Une sensation similaire, un mécanisme différent
Les expressions « je suis très tendu » et « je suis très stressé » sont souvent utilisées de manière interchangeable. Elles procurent une sensation similaire. Mais les processus physiologiques qui les sous-tendent sont différents — et cette différence a une incidence directe sur l'intervention.
Une intervention ciblant le mauvais mécanisme reste inefficace. Des techniques de gestion du stress pour la tension, un simple massage pour le stress : les deux ne font qu’effleurer la surface.
Stress chronique : une charge hormonale
Les recherches approfondies de Robert Sapolsky sur le stress (Why Zebras Don't Get Ulcers, 2004) clarifient la physiologie du stress chronique. Mécanisme fondamental : l’activation chronique de l’axe HPA (hypothalamo-hypophyso-surrénalien) maintient le cortisol à un niveau constamment élevé.
Le cortisol est une hormone conçue pour faire face au stress aigu. Il est fonctionnel dans le cadre d’une réponse à une menace de courte durée : il augmente la glycémie, accélère la réponse immunitaire et mobilise l’énergie. Mais lorsqu’il devient chronique, c’est l’inverse qui se produit : le système immunitaire est affaibli, l’hippocampe rétrécit, la charge cardiovasculaire augmente, le sommeil est perturbé.
Sapolsky appelle cela la « charge allostatique » — la dette physiologique cumulative que la réponse au stress chronique fait peser sur l’organisme.
Tension chronique : la charge musculo-squelettique
La tension chronique est un mécanisme différent. Il s’agit du maintien prolongé des fibres musculaires dans un état de contraction de faible intensité. Cette contraction peut résulter de l’activation du système nerveux autonome, mais elle peut également s’installer comme un processus autonome.
Le concept d’« amnésie sensorimotrice » de Thomas Hanna (Somatics, 1988) explique ce processus : le cerveau apprend à maintenir les muscles contractés selon un schéma neuronal, et ce schéma devient automatique avec le temps. Même lorsque la source de stress a disparu, la tension musculaire persiste.
Les recherches de Bessel van der Kolk montrent que cette tension s’installe de manière chronique, en particulier au niveau du cou, des épaules, du diaphragme et des fléchisseurs de la hanche (The Body Keeps the Score, 2014).
Comment ces deux phénomènes s’alimentent-ils mutuellement ?
Il s’agit de deux processus indépendants l’un de l’autre — mais ils apparaissent souvent ensemble et se renforcent mutuellement.
Le stress chronique augmente l’activation du système sympathique → ce qui accroît le tonus musculaire → la tension chronique s’installe. Mais cela peut également fonctionner dans l’autre sens : la tension chronique, par le biais de signaux interoceptifs, rend le système nerveux plus enclin à percevoir une menace → la réponse au stress est alors plus facilement déclenchée.
Savoir à quel moment briser ce cercle vicieux permet de cibler plus précisément l’intervention.
Différentes interventions
Pour le stress chronique : Approches régulant l’axe HPA — sommeil régulier, exercice aérobique (pour le métabolisme du cortisol), liens sociaux, pleine conscience. Celles-ci visent l’équilibre hormonal.

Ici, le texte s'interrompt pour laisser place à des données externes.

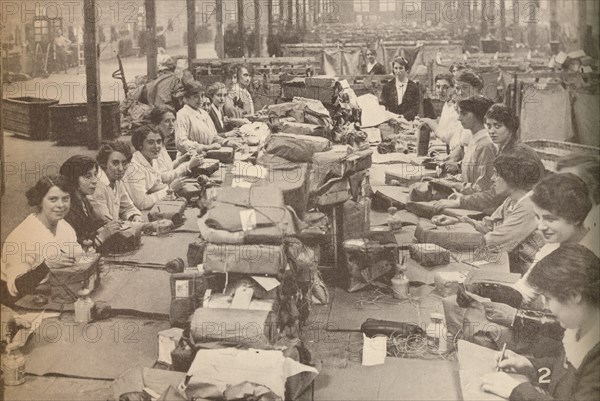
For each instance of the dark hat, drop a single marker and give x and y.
(192, 88)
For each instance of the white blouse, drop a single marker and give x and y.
(30, 243)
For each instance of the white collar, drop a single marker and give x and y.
(103, 178)
(216, 109)
(139, 158)
(527, 195)
(576, 350)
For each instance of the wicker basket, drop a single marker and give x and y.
(551, 151)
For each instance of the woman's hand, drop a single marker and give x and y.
(446, 204)
(233, 143)
(500, 313)
(480, 228)
(195, 161)
(60, 262)
(515, 363)
(443, 220)
(176, 184)
(499, 383)
(108, 230)
(233, 133)
(159, 186)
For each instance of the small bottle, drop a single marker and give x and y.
(83, 306)
(400, 282)
(435, 331)
(13, 365)
(394, 222)
(170, 195)
(245, 148)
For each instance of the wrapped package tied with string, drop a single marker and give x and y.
(127, 239)
(340, 161)
(456, 237)
(66, 282)
(187, 293)
(236, 374)
(168, 209)
(303, 129)
(247, 215)
(296, 148)
(370, 257)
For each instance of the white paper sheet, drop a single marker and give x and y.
(231, 366)
(374, 350)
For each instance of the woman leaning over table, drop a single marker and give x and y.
(512, 226)
(503, 128)
(110, 200)
(217, 93)
(568, 279)
(147, 177)
(194, 130)
(43, 241)
(560, 203)
(82, 174)
(163, 117)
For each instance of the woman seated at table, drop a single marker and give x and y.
(110, 200)
(194, 130)
(401, 95)
(147, 177)
(479, 150)
(163, 117)
(586, 167)
(217, 93)
(560, 203)
(503, 128)
(82, 174)
(569, 279)
(512, 227)
(43, 241)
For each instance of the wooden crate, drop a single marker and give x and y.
(551, 151)
(27, 115)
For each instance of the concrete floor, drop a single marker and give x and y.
(27, 160)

Pour la tension chronique : intervention directe sur le système musculo-squelettique — mouvement somatique, yoga, thérapie manuelle, travail sur la respiration (en particulier pour l’oscillation diaphragmatique). Ces approches ciblent le schéma neuromusculaire.

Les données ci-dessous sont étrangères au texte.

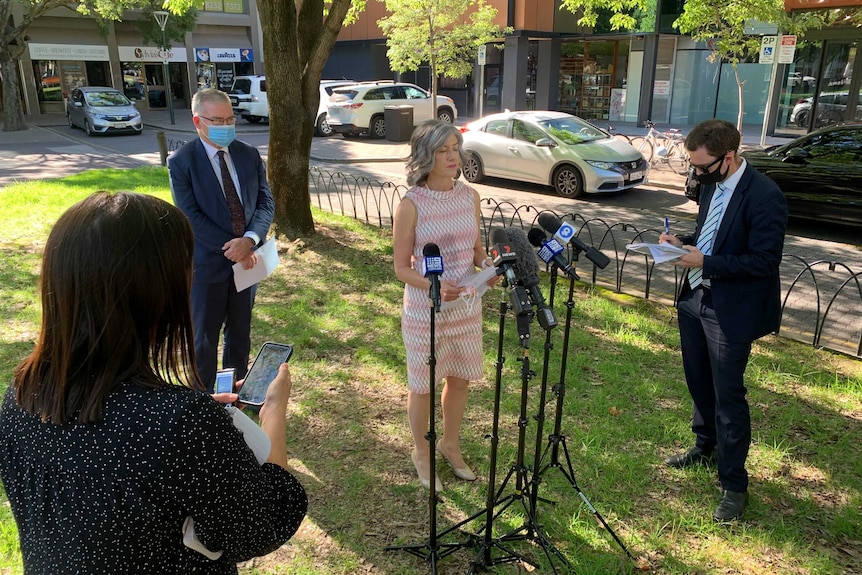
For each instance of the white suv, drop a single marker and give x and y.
(360, 108)
(321, 126)
(248, 98)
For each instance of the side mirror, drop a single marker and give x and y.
(797, 156)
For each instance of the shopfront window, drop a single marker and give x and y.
(48, 73)
(134, 80)
(816, 87)
(593, 80)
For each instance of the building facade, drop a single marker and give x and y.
(549, 62)
(66, 50)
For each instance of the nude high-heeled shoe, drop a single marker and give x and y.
(424, 481)
(464, 473)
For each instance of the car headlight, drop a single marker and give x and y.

Dans les deux cas, la conscience corporelle — c’est-à-dire la capacité à distinguer ce qui est ressenti dans chaque zone — constitue le point de départ de l’intervention.
« Le stress est une charge physiologique, la tension est une mémoire corporelle. Les deux parlent des langages différents. » > Thomas Hanna, adapté de Somatics, 1988
Le point de vue de Cevvela
- Le stress chronique est d’ordre hormonal (activation de l’axe HPA, charge de cortisol), tandis que la tension chronique se situe au niveau musculo-squelettique (schéma neuromusculaire) — des mécanismes différents, des interventions différentes (Sapolsky, 2004 ; Hanna, 1988).

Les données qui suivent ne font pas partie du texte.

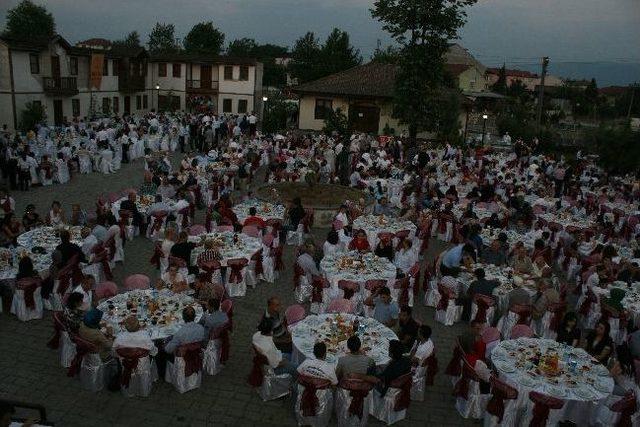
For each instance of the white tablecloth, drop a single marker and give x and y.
(167, 319)
(375, 337)
(581, 389)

- La charge allostatique est la charge physiologique cumulative que la réponse au stress chronique fait peser sur l’organisme.
- Ces deux phénomènes peuvent s’alimenter mutuellement de manière cyclique ; savoir à quel moment intervenir permet d’améliorer l’efficacité.
- La tension chronique peut persister même après la disparition du stress — mécanisme d’amnésie sensorimotrice (Hanna, 1988).
- Dans ce contexte, le coaching peut intégrer l’approche somatique afin de distinguer les signaux corporels et de choisir les outils de régulation adaptés à chaque mécanisme.